Signs of CVID include multiple bacterial or viral infections in a short period of time, poor response to antibiotics, reduced immunoglobulin levels and reduced immune response after vaccinations. But an enormous variation may exist between these patients, said Dr. Gershwin. Cytopenia, bronchiectasis or granuloma, other inflammation or autoimmune diseases are other clues. And in 17.4% of patients, CVID diagnosis comes after the autoimmunity diagnosis.
“There’s no correlation between the presence of autoimmune phenomena in a patient with CVID and its severity,” which may have to do with the genetic basis of the disease, he said. CVID appears both in young children and adults and is a diagnosis of exclusion that is often delayed for years.
In CVID, patients may have a multiplicity of immune cell defects, and each person has different symptoms, complications and disease progression, said Dr. Gershwin. “Perhaps this syndrome, more than almost any other immune deficiency, reflects that it is variable, because it is not one disorder. It represents a multiplicity of disorders all sharing one thing in common: inefficient production of antibodies accompanied by recurrent infections. As we begin to unravel the genetic basis of this disease, individualized, personalized therapy will hopefully improve for these patients.”
Cheaper DNA sequencing has led to the identification of more genetic defects in CVID, but clearly complex, interconnected pathways are at play that are both epigenetic and Mendelian in origin, he said. Although 90% of CVID patients manifest with infections, between 26–30% have autoimmunity.
“So what’s the link? The defect may be closely related to a common susceptibility locus, and it could be that a persistent, opportunistic infection leads by way of molecular mutation that may skew the body toward either a Th1 or Th2 response,” said Dr Gershwin. “There may be incomplete clearance of a pathogen that ultimately leads to some deviation from the immune system or an increased load of apoptosis, leading to an abnormal antigen presentation, increased immune complexes, bystander activation and, ultimately, autoimmunity.”
Multiple familial and environmental factors may influence the immune system in CVID, noted Dr. Gershwin.
“It’s possible that the defect that causes CVID may tilt the immune system toward loss of tolerance and breach of tolerance,” he said. “I can’t give you the reason why someone with primary immune deficiency ends up with autoimmunity.
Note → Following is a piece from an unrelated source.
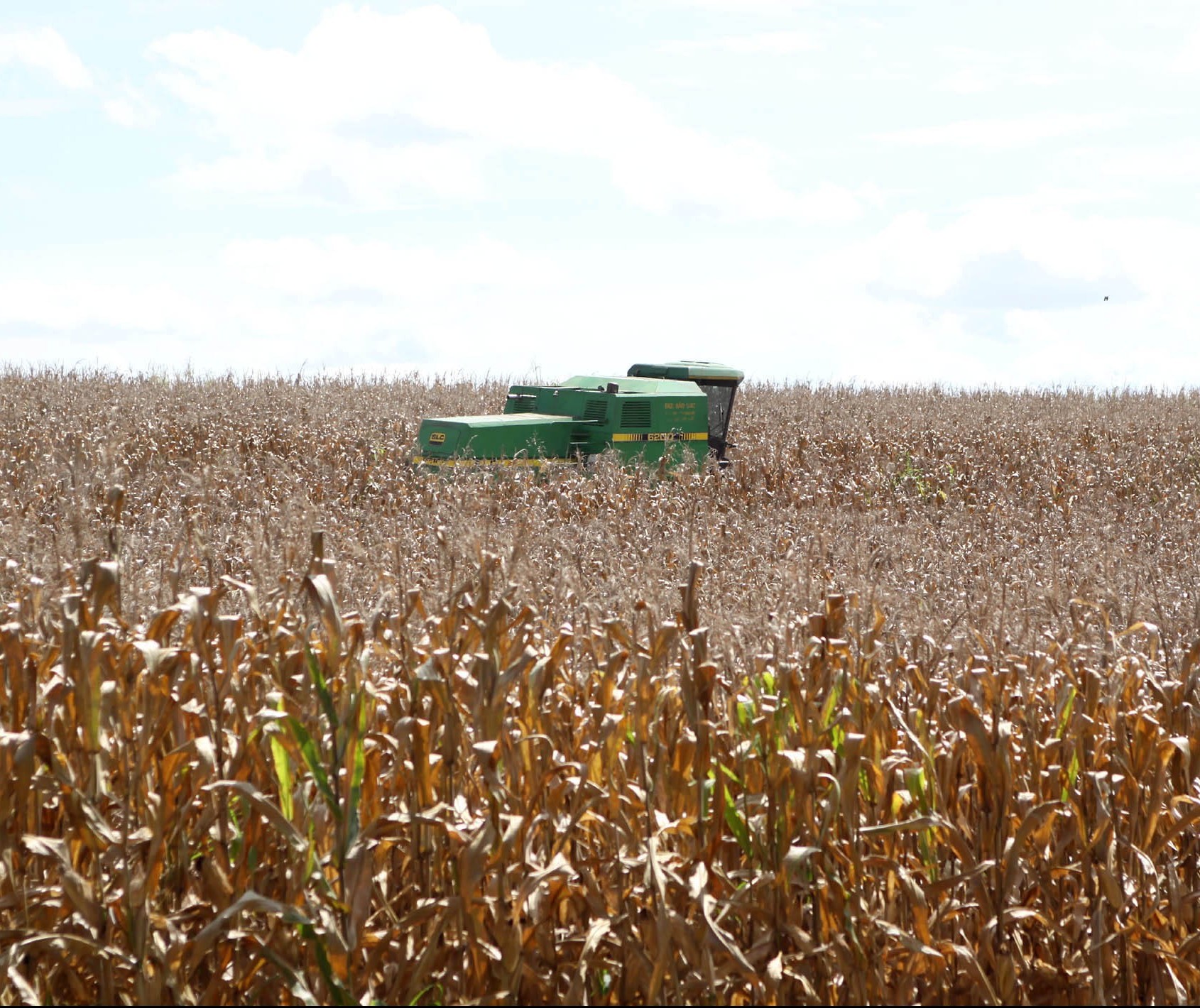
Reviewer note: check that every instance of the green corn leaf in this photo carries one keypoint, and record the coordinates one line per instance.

What I can tell you: In patients with CVID, a common variable is abnormal B cell homeostasis.”
Abnormal B cell function leads to loss of tolerance and reduced autoantibodies in these patients, who also, often, have lymphopenia, expansion of CD8 T lymphocytes and reduced thymic output.
Additionally, significant abnormalities exist in a number of T cells in patients with CVID, so much so that some experts believe it is a disease of T cells or that CVID’s B cell defects are a product of T cell deficiency.
“These patients are at much greater risk of defects in adaptive immunity. Interestingly, you cannot have an abnormality in an adaptive response without a corresponding defect in innate immunity. They move together,” said Dr. Gershwin. “Most [primary immune deficiencies] are those of adaptive immunity. The minority are of innate immunity. The reason for that may be that defects of innate immunity may be a fatal disease, and there may even be loss in utero.”
The most common autoimmune diseases associated with CVID are hematologic, although the reason is unclear, he noted. In both men and women with CVID, survival is significantly reduced due to any one of multiple complications, such as lymphoma, hepatitis, structural or functional lung impairment or gastrointestinal disease with or without malabsorption. However, in studies of CVID, autoimmunity was not associated with mortality.